Calculus - Integral cosx e^ sinx and Integral sinx e^ cosx

The integrals of functions involving trigonometric and exponential expressions can be quite intricate and fascinating. Let's delve into the integrals of \( \cos(x) e^{\sin(x)} \) and \( \sin(x) e^{\cos(x)} \).

1. **Integral of \( \cos(x) e^{\sin(x)} \)**:
The integral of \( \cos(x) e^{\sin(x)} \) can be approached using a substitution method. Let \( u = \sin(x) \). Then, \( du = \cos(x) dx \). This transforms the integral into a more straightforward form:
\[ \int \cos(x) e^{\sin(x)} dx = \int e^u du. \]
The integral of \( e^u \) is simply \( e^u \). Therefore, substituting back \( u = \sin(x) \), we get:
\[ \int \cos(x) e^{\sin(x)} dx = e^{\sin(x)} + C, \]
where \( C \) is the constant of integration.

2. **Integral of \( \sin(x) e^{\cos(x)} \)**:
Similarly, for the integral of \( \sin(x) e^{\cos(x)} \), we also use a substitution approach. Let \( u = \cos(x) \). Then, \( du = -\sin(x) dx \), which means \( -du = \sin(x) dx \). Substitute these into the integral:
\[ \int \sin(x) e^{\cos(x)} dx = \int -e^u du. \]
The integral of \( -e^u \) is \( -e^u \).
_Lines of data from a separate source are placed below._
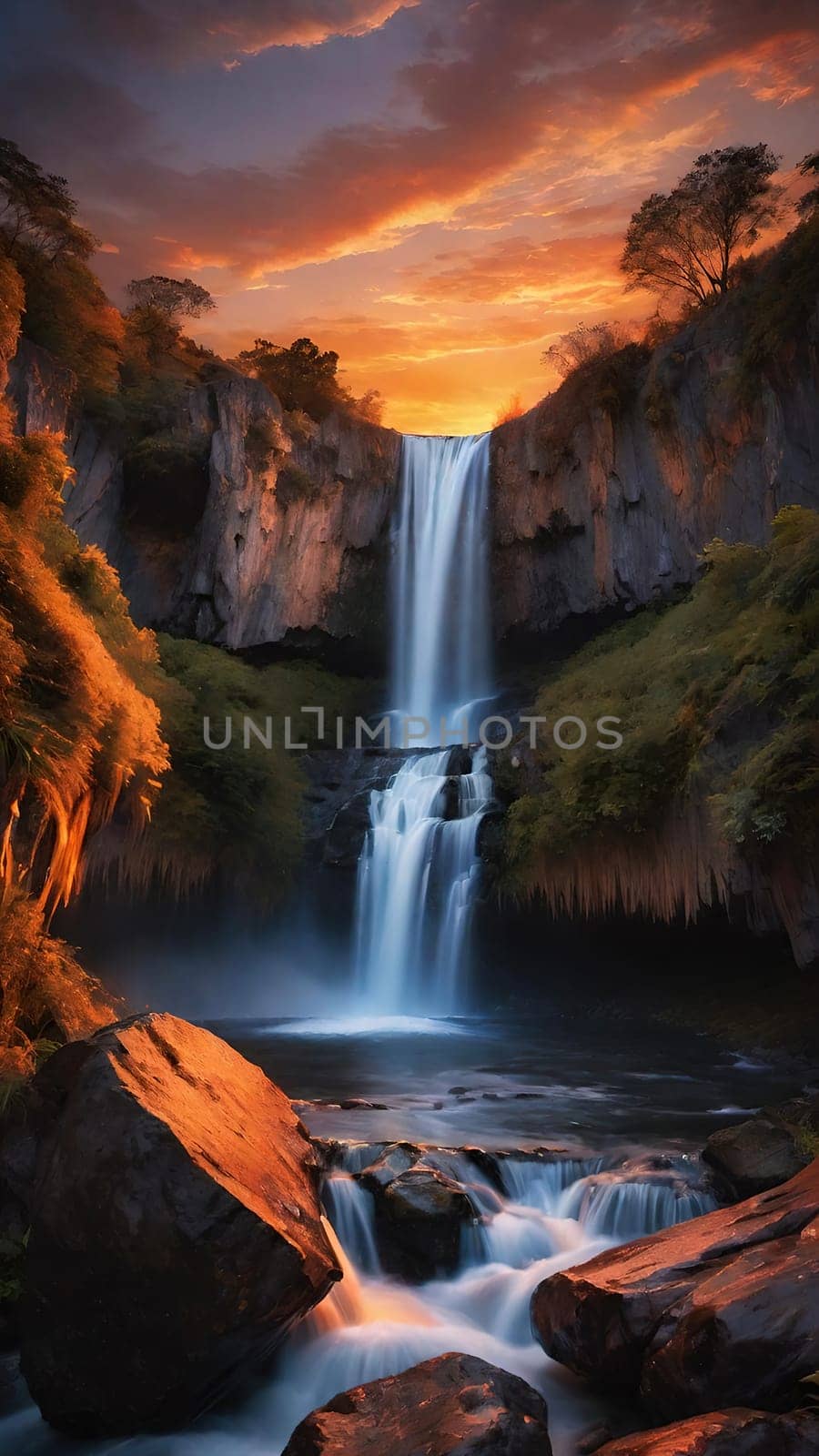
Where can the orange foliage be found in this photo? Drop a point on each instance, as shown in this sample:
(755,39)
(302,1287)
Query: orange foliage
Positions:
(79,737)
(511,411)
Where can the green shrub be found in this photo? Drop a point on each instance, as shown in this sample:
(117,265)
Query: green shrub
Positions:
(777,302)
(717,698)
(232,819)
(261,440)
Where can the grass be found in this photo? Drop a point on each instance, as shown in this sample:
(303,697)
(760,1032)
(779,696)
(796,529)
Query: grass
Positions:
(717,698)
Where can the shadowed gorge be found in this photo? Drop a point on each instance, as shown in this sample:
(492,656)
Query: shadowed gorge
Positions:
(409,730)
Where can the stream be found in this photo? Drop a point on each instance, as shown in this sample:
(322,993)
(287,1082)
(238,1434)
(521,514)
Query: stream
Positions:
(630,1110)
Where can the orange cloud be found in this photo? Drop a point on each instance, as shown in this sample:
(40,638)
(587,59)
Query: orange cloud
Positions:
(191,29)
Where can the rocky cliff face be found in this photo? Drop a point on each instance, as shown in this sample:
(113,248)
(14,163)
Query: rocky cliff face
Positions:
(605,497)
(601,499)
(292,538)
Substituting back \( u = \cos(x) \), we obtain:
\[ \int \sin(x) e^{\cos(x)} dx = -e^{\cos(x)} + C, \]
where \( C \) is the constant of integration.

In summary, the integrals of these functions leverage the power of substitution to simplify the integration process, yielding elegant results that combine trigonometric and exponential functions.